Some very familiar faces landed in some intriguing new places in the span of less than a week.

While the rest of the NFL was largely fixated on the three-day draft extravaganza and its aftermath, some very familiar faces landed in some intriguing new places in the span of less than a week, with three 30-something running backs re-starting their careers in colors that are going to take some getting used to.

Adrian Peterson, 32, is now officially a Saint, with a pair of fleur-de-lis on his helmet instead of horns.

Marshawn Lynch, 31, is back in Beast-mode and wearing the Raiders' silver and black.

And Jamaal Charles, 30, stayed in the AFC West, exchanging Kansas City for Denver as his place of business.

Who among these three future Hall of Fame candidates landed in the best possible spot to resurrect their career this season, and who's got the most left in the tank, at the age when running backs are presumed to be limping to the finish line? I put those questions to a pair of veteran NFL club talent evaluators this week and there was full-throated agreement on this much: Marshawn Lynch and his hometown Raiders are a beautiful match.

"Lynch in Oakland is a great fit," said a longtime club personnel executive. "He's going to be hungry because he's going home to Oakland, and that offensive line is built to suit him in a lot of ways.
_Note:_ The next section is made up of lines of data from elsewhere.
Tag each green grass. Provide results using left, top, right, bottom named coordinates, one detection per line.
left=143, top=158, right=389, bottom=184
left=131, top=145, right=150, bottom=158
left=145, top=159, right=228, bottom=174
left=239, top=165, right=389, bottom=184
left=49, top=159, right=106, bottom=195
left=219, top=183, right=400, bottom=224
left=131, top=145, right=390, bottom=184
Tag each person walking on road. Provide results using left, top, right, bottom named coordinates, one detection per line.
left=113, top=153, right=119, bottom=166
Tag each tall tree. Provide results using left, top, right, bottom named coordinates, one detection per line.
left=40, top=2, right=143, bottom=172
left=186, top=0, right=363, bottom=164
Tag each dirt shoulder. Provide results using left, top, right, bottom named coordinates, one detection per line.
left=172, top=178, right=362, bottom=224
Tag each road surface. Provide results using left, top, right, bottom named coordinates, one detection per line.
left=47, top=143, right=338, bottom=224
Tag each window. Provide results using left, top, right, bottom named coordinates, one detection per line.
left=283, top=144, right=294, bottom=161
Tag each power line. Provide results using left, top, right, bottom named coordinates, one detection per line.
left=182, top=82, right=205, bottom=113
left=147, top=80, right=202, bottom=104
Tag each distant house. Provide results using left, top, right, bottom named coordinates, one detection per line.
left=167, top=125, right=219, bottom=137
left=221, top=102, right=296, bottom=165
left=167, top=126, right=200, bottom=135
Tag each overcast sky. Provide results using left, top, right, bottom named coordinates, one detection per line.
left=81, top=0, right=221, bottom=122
I think he's got enough to prove, and I think Jack Del Rio is a players coach and Reggie McKenzie is a players GM. It's an ideal situation for Lynch."

Said a veteran NFL scout: "If you're asking which running back fell into the best spot, that's Marshawn Lynch. That Raiders offensive line has some of the best road graders in the league, in terms of moving people off the ball, moving a man from point A to point B. That's something Reggie McKenzie is all about, and it's a really great marriage between the player and the offensive line. Having Lynch and a strong running game is really going to take some of the burden off (quarterback) Derek Carr, who won't have to make all those third-down plays this year like he had to last year."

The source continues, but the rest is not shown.